Changing the face of Android: how to make a smartphone look different


What if you really wanted an iPhone but didn’t want to fork out that money, or prefer the interface and look of an iPhone but are after the features of an Android phone? Well, we can help with that, or rather developers of these fine homescreen replacement apps can.


Price: Free, but with in-app purchases.

One of the original iOS styled launchers, Espier works well, but hasn’t really evolved the way other iOS launchers have. While it’s technically free, other parts to turn your Android into an iPhone copy now cost money, so just be aware of that.

iOS 7 Launcher

Price: Free

Modelled on iOS 7, iOS Launcher is pretty much like having an iPhone on your Android, only without the operating system being made or run by Apple.

It’s not an iPhone, you need to be aware of that, but if you fancy the look of an Apple iDevice, this will let you have it.

One Launcher (iOS 8 Launcher HD)

Price: Free

Probably our favourite iOS launcher of the group, One Launcher seems to do the best job of emulating the iOS experience, letting you swipe between app menus, drag down for a search bar, and uninstall apps quickly. It’s iOS without the iOS.


iOS and Android are great, but what if you really like the high contrast heavy colours of Windows Phone, but don’t want to be stuck with an application ecosystem that just isn’t there yet?

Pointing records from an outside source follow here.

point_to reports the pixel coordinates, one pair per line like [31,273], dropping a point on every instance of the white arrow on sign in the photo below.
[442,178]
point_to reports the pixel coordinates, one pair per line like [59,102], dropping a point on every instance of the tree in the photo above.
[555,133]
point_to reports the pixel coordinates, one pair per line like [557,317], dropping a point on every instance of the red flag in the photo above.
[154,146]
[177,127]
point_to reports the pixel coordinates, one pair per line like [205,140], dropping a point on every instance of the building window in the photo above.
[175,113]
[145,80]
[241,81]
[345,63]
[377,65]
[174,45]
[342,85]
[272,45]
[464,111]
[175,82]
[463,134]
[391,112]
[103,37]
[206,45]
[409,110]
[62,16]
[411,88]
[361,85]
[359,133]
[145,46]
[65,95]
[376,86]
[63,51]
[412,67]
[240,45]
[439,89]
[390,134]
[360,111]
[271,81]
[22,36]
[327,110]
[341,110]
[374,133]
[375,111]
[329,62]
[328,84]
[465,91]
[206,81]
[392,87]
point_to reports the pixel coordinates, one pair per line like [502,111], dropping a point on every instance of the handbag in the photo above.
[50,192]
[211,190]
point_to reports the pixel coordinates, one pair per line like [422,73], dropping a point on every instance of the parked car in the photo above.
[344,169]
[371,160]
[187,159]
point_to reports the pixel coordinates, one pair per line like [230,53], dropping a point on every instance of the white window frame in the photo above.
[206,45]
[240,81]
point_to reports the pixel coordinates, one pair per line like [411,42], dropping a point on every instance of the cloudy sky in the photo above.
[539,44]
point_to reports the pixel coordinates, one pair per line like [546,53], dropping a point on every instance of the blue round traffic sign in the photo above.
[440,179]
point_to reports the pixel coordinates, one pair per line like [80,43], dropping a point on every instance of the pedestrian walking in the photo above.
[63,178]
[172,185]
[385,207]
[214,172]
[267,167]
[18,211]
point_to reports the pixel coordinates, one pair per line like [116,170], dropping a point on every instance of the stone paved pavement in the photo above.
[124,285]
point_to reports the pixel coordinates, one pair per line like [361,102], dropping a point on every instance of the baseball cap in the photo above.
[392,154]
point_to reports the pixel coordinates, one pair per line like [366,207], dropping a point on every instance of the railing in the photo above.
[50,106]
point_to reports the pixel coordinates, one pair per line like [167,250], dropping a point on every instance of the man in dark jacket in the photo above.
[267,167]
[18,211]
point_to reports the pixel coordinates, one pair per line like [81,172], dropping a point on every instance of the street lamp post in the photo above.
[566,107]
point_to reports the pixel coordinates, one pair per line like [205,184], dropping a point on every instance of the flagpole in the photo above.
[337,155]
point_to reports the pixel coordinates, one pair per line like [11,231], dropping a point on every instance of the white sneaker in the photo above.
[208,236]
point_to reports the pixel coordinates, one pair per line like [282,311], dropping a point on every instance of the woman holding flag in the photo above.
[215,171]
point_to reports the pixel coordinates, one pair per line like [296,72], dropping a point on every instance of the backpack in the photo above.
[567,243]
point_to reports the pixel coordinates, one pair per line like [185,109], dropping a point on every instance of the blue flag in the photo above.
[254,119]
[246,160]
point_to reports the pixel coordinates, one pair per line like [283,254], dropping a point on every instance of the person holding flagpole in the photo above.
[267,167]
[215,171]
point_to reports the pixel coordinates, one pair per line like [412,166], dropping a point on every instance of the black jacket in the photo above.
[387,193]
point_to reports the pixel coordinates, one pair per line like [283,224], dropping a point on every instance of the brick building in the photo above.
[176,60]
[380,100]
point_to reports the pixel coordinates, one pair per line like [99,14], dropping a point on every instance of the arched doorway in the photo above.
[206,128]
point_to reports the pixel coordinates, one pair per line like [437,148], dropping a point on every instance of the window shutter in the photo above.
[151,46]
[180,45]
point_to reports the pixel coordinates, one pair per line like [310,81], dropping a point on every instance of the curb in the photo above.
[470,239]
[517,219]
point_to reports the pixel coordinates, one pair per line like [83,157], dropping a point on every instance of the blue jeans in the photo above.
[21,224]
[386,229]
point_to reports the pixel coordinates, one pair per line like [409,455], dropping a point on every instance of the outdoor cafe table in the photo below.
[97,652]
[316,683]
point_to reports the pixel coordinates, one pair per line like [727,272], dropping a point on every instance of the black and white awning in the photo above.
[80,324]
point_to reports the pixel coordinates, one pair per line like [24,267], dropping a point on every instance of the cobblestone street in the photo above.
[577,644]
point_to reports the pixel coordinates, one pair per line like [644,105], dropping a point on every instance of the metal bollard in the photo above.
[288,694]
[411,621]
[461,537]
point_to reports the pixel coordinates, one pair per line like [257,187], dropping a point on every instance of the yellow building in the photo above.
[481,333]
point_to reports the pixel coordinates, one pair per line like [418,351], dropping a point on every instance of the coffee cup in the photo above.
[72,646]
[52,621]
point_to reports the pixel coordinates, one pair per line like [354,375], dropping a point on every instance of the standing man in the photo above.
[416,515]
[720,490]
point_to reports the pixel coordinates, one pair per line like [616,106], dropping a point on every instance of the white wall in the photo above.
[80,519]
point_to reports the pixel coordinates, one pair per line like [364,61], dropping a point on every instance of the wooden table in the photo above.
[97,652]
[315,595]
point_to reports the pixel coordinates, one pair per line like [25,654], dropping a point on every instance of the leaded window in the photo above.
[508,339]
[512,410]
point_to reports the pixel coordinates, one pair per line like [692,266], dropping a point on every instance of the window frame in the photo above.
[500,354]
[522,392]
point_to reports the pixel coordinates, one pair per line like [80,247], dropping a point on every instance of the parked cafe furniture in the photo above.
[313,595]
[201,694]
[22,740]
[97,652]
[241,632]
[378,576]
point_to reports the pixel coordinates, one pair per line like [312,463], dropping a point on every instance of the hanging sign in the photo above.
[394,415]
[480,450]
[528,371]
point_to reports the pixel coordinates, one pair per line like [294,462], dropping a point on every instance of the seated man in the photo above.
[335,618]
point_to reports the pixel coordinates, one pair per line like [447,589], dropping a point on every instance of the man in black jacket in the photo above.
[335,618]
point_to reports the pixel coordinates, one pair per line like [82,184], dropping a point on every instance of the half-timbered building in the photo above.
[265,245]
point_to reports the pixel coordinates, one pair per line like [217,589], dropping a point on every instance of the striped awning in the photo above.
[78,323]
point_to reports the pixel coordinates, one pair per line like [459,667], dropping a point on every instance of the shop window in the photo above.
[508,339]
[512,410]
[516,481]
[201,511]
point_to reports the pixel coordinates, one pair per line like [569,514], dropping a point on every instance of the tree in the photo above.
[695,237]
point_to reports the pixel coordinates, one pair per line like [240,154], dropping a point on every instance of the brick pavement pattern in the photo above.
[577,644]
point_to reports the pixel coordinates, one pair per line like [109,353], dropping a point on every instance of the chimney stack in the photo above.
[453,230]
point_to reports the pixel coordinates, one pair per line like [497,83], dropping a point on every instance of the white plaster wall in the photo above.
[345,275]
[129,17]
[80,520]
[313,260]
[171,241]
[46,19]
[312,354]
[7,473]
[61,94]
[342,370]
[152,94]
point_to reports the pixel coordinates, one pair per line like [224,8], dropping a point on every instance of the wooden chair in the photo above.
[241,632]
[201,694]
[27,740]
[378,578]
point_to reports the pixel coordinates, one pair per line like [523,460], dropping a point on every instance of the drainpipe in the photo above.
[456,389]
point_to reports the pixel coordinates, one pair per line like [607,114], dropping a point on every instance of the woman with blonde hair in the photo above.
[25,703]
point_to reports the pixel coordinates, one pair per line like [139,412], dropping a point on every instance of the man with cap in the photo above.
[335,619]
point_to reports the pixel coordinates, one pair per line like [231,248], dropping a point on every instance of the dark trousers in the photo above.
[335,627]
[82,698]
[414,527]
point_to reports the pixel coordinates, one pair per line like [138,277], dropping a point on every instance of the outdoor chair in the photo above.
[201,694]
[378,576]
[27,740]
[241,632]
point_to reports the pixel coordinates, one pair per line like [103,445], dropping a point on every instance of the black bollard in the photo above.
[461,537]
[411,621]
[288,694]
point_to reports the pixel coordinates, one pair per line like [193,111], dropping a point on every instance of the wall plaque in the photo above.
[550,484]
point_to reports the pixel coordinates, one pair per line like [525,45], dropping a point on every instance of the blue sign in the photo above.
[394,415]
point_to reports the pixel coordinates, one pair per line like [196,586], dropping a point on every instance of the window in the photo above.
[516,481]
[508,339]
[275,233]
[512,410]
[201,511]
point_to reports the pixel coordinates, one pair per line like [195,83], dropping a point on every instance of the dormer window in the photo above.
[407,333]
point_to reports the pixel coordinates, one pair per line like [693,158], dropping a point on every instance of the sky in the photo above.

Windows Phone can work on Android too, or the look of it, anyway.


Price: Free, but with in-app purchases.

Developed by one of the makers of the first Windows Phone launchers for Android, Launcher 8 is the sequel to the aptly named Launcher7, bringing the look of WP8 to Android phones. There are big icons, semi-live tiles, and the ability to pin any app you want to the main screen. If you had to choose a Windows Phone 8 launcher, we’d probably go with this one.

Launcher 8

Price: Free, with a paid version available for under $3

Not to be confused with “Launcher8,” Launcher 8 (with the space in its name) is a Windows Phone 8 launcher with a similar style to what Windows Phone 8 offers, a few settings, and some reasonably responsive tiles. It can slow down a bit, but could prove a good option for someone who really likes the look of WP8.

Metro 8 Launcher

Price: Free

More like a take of how Windows 8’s desktop and laptop interface could exist on a phone, Metro 8 is very different to Launcher8, and frankly, while it offers very large icons — which can be great for new users — we found plenty of slow downs on a top of the line smartphone (LG G3) when testing it.


Price: Free, with a paid version available for under $4.

If none of the aforementioned Windows-styled launchers do it for you, there’s always Home8. We’re not big fans of this one, mind you, as while it’s colourful, it also looks and feels very clunky, offering a Windows-esque experience. Ish. Very ish. Stress that ish.